TOKYO — When World No. 1 Novak Djokovic decided to get on a plane for Tokyo, the complexion of the Olympic tennis tournament changed instantly. Instead of being remembered for the big-name players who didn’t show up, the Tokyo Games will now be a pivot point in Djokovic’s quest for the historic “Golden Slam” – winning all four majors and Olympic gold in the same year.
But American Frances Tiafoe is perhaps one of the few players in the field here eager for the opportunity to face him.
Though he’s currently the fifth-ranked American and No. 53 in the world, a spate of Olympic defections has made Tiafoe the de facto face of the U.S. team in Tokyo. And if he ends up facing Djokovic somewhere in the draw, the 23-year-old is exactly the type of flashy, boom-or-bust type player that could be problematic for the 20-time Grand Slam champion.
“He’s a straight pro,” Tiafoe said. “His process every day is crazy. I’m not surprised he’s playing. He’s trying to achieve something extremely crazy this year, and obviously I hope I can be a guy to stop him. I love seeing greatness and if I can stop it, that would be cool. We’ll see. I don’t mind the matchup against him.”
There’s a reason Tiafoe would go into a match against Djokovic with some confidence. When they faced off in the second round at the Australian Open earlier this year, Tiafoe played excellent tennis to even the match at one set apiece and took the third set to a tiebreaker. Even in the fourth set, Tiafoe produced punishing groundstrokes and didn’t fade until the last couple games, finally succumbing after a 3½-hour battle.
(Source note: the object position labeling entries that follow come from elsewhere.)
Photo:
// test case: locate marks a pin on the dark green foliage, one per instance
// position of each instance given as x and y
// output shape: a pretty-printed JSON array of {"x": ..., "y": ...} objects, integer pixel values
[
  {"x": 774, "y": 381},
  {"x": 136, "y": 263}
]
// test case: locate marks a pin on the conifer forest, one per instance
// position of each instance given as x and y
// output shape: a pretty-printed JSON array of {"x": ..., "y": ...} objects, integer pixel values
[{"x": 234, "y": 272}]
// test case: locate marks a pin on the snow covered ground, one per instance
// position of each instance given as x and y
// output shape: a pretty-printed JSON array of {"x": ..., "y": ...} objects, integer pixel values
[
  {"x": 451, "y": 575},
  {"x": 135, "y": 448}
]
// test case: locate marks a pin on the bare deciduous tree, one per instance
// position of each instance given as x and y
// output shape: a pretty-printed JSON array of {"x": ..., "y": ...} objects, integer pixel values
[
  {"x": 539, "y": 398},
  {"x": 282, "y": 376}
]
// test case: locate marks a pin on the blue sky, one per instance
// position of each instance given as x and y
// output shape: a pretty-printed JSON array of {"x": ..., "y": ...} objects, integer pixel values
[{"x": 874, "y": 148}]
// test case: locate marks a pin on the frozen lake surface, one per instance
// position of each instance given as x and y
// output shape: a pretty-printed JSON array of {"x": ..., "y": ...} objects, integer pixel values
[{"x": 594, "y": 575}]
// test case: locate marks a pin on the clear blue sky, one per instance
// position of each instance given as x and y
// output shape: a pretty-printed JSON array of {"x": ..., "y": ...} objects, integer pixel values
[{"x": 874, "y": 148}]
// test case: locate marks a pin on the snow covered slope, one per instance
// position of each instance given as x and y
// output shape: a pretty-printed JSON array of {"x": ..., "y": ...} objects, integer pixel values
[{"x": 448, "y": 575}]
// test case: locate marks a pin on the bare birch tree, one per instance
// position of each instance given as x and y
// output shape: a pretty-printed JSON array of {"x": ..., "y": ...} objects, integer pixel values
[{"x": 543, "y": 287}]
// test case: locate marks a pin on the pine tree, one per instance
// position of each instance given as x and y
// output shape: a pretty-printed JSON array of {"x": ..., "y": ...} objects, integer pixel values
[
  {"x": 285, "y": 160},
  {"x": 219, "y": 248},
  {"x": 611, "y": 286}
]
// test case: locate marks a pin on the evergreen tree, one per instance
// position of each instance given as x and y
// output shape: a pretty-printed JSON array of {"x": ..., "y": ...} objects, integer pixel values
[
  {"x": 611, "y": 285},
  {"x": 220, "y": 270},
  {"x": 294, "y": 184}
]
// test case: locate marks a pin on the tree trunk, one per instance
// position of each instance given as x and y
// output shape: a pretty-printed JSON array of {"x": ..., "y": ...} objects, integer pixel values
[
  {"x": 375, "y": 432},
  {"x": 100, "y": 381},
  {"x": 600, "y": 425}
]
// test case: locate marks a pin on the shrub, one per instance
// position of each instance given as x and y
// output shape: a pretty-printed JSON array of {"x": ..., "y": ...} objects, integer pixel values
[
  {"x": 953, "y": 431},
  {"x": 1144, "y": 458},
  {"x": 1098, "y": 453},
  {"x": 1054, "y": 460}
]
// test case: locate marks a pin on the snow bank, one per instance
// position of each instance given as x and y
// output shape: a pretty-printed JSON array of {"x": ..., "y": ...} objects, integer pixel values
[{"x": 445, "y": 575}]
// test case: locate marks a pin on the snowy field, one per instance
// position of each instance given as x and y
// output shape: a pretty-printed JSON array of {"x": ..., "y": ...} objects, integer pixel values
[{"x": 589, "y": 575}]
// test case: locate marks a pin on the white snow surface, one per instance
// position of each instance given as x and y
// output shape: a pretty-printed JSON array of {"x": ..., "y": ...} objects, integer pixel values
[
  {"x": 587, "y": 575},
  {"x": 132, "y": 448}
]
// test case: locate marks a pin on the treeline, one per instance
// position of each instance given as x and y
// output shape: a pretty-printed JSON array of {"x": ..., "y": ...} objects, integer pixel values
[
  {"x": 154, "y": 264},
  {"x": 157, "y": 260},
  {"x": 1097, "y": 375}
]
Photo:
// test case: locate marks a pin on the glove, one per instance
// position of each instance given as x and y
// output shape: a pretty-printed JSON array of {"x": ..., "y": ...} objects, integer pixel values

“I thought we both played on a pretty high level,” Djokovic said after that match. “I mean, he pushed me to the very limit I think.”
Similar to when they met in Australia, the Tokyo Games will be played on a hard court in hot, humid conditions that bothered Djokovic. And with the Olympics being played in a best-of-three format instead of the best-of-five that Djokovic has dominated at the Grand Slams, there’s certainly more potential for the variance that a player like Tiafoe can create.
“I like more playing Novak in 2-out-of-3 than 3-out-of-5,” Tiafoe said.
Djokovic, of course, isn’t the only big-name player in the field. Despite top-10 mainstays like Roger Federer, Rafael Nadal and Dominic Thiem pulling out, the draw still has No. 2 Daniil Medvedev, No. 4 Stefanos Tsitsipas, No. 5 Alexander Zverev and No. 7 Andrey Rublev.
On paper, it would have been a good opportunity for the highest-ranked young American players like Reilly Opelka, Taylor Fritz and Sebastian Korda to take their shot at a medal but Tiafoe jumped at the opportunity when they bowed out.
“It means everything (to be an Olympian),” he said. “That’s what it’s about. This is another milestone in my career I can check off. I’m forever an Olympian, but I’m looking forward to rubbing elbows with all the great athletes. They’re throwing you in with greatness.”
Though Tiafoe has struggled to produce week-in, week-out consistency on the ATP Tour, he’s had a knack for playing his best against the top players and on the biggest stages. He pushed Federer to five sets at the 2017 U.S. Open, reached the quarterfinals of the 2019 Australian Open and most recently knocked off Tsitsipas in the first round at Wimbledon.
“I count myself as a darkhorse at any particular moment,” he said.
And the Olympics has been a surprisingly good event for darkhorses over the years. At the height of Federer’s dominance in 2004, Chile’s Nicolas Massu created the highlight of his career by beating American Mardy Fish for the gold medal. In the 1992 event, which included players like Pete Sampras, Jim Courier and Stefan Edberg in their prime years, Marc Rosset came through the draw for the gold over Jordi Arrese, a player who never advanced past the third round of a Grand Slam. And on the women’s side, Monica Puig — who had previously captured just one WTA Tour event — pulled a series of shocking upsets in Rio five years ago to win a gold medal.
“It’s a completely different format, it’s a team event, everyone is super nervous,” Tiafoe said. “You’re trying to fight for a medal. It’s not like you’re with your whole individual team. It’s different. Everyone is out of their comfort zone and how do you get comfortable being uncomfortable? I feel like for me it’s kind of open and I’m just going to have a good experience and try to play my best.”